Find the 5th degree Maclaurin polynomial for \(\sin x\text{.}\)

Solution We could simply work as before and compute the first five derivatives of \(\sin x\text{.}\) But set \(g(x) = \sin x\) and notice that \(g(x) = - f'(x)\text{,}\) where \(f(x) =\cos x\text{.}\) Then we have

\begin{align*} g(0) &= -f'(0) = 0\\ g'(0) &= -f''(0) = 1\\ g''(0) &= -f'''(0) = 0\\ g'''(0) &= -f^{(4)}(0) = -1\\ g^{(4)}(0) &= -f^{(5)}(0) = 0\\ g^{(5)}(0) &= -f^{(6)}(0) = 1 \end{align*}

Hence the required Maclaurin polynomial is

\begin{align*} T_5(x) &= x - \frac{x^3}{3!} + \frac{x^5}{5!} \end{align*}

Just as we extended to the \(2n^\mathrm{th}\) Maclaurin polynomial for cosine, we can also extend our work to compute the \((2n+1)^\mathrm{th}\) Maclaurin polynomial for sine:

\begin{align*} T_{2n+1}(x) &= \sum_{k=0}^n \frac{(-1)^k}{(2k+1)!} \cdot x^{2k+1} \end{align*}

Warning 3.4.17

The above formula only works when x is measured in radians, because all of our derivative formulae for trig functions were developed under the assumption that angles are measured in radians.

Below we plot \(\sin x\) against its first few Maclaurin polynomial approximations.

To get an idea of how good these Taylor polynomials are at approximating \(\sin\) and \(\cos\text{,}\) let's concentrate on \(\sin x\) and consider \(x\)'s whose magnitude \(|x|\le 1\text{.}\) There are tricks that you can employ ¹³If you are writing software to evaluate \(\sin x\text{,}\) you can always use the trig identity \(\sin(x)=\sin(x-2n\pi)\text{,}\) to easily restrict to \(|x|\le\pi\text{.}\) You can then use the trig identity \(\sin(x)=-\sin(x\pm\pi)\) to reduce to \(|x|\le\tfrac{\pi}{2}\text{.}\) Finally you can use the trig identity \(\sin(x)=\mp\cos(\tfrac{\pi}{2}\pm x))\) to reduce to \(|x|\le\tfrac{\pi}{4} \lt 1\text{.}\) to evaluate sine and cosine at values of \(x\) outside this range.

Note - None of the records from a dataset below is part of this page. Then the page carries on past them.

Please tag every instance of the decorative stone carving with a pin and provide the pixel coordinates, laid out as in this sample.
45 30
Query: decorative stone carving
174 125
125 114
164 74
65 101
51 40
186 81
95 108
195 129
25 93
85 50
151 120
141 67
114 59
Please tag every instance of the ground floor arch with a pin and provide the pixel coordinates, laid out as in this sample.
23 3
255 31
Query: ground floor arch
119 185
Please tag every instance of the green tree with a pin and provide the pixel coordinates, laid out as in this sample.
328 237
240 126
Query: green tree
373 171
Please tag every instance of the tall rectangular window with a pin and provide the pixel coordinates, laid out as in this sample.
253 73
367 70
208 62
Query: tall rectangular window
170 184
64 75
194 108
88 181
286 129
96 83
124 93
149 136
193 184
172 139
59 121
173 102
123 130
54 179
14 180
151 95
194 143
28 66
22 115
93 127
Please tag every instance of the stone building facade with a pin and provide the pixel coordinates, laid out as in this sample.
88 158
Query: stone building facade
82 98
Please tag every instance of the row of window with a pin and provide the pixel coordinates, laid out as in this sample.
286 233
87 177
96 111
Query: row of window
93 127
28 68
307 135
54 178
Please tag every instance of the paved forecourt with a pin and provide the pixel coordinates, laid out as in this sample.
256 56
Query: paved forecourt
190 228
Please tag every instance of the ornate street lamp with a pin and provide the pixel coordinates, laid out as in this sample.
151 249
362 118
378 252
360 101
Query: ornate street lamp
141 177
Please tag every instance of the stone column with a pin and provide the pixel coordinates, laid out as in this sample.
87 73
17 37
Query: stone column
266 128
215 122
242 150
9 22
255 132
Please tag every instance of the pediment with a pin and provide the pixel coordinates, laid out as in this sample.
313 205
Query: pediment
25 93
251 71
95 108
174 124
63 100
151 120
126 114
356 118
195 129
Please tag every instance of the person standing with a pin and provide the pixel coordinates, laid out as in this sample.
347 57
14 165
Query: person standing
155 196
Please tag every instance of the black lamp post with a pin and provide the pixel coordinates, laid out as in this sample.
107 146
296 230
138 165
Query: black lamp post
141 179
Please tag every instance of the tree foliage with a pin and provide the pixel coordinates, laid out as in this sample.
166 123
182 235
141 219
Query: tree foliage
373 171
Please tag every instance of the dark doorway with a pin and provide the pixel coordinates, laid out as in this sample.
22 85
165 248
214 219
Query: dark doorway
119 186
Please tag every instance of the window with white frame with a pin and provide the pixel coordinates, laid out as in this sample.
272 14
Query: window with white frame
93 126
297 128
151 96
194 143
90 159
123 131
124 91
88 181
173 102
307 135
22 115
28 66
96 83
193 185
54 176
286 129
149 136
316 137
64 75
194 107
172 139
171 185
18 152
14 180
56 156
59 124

If \(|x|\le 1\) radians ¹⁴Recall that the derivative formulae that we used to derive the Taylor polynomials are valid only when \(x\) is in radians. The restriction \(-1 \leq x \leq 1\) radians translates to angles bounded by \(\tfrac{180}{\pi}\approx 57^\circ\text{.}\), then the magnitudes of the successive terms in the Taylor polynomials for \(\sin x\) are bounded by

\begin{alignat*}{3} |x|&\le 1 & \tfrac{1}{3!}|x|^3&\le\tfrac{1}{6} & \tfrac{1}{5!}|x|^5&\le\tfrac{1}{120}\approx 0.0083\\ \tfrac{1}{7!}|x|^7&\le\tfrac{1}{7!}\approx 0.0002\quad & \tfrac{1}{9!}|x|^9&\le\tfrac{1}{9!}\approx 0.000003\quad & \tfrac{1}{11!}|x|^{11}&\le\tfrac{1}{11!}\approx 0.000000025 \end{alignat*}

From these inequalities, and the graphs on the previous pages, it certainly looks like, for \(x\) not too large, even relatively low degree Taylor polynomials give very good approximations. In Section 3.4.9 we'll see how to get rigorous error bounds on our Taylor polynomial approximations.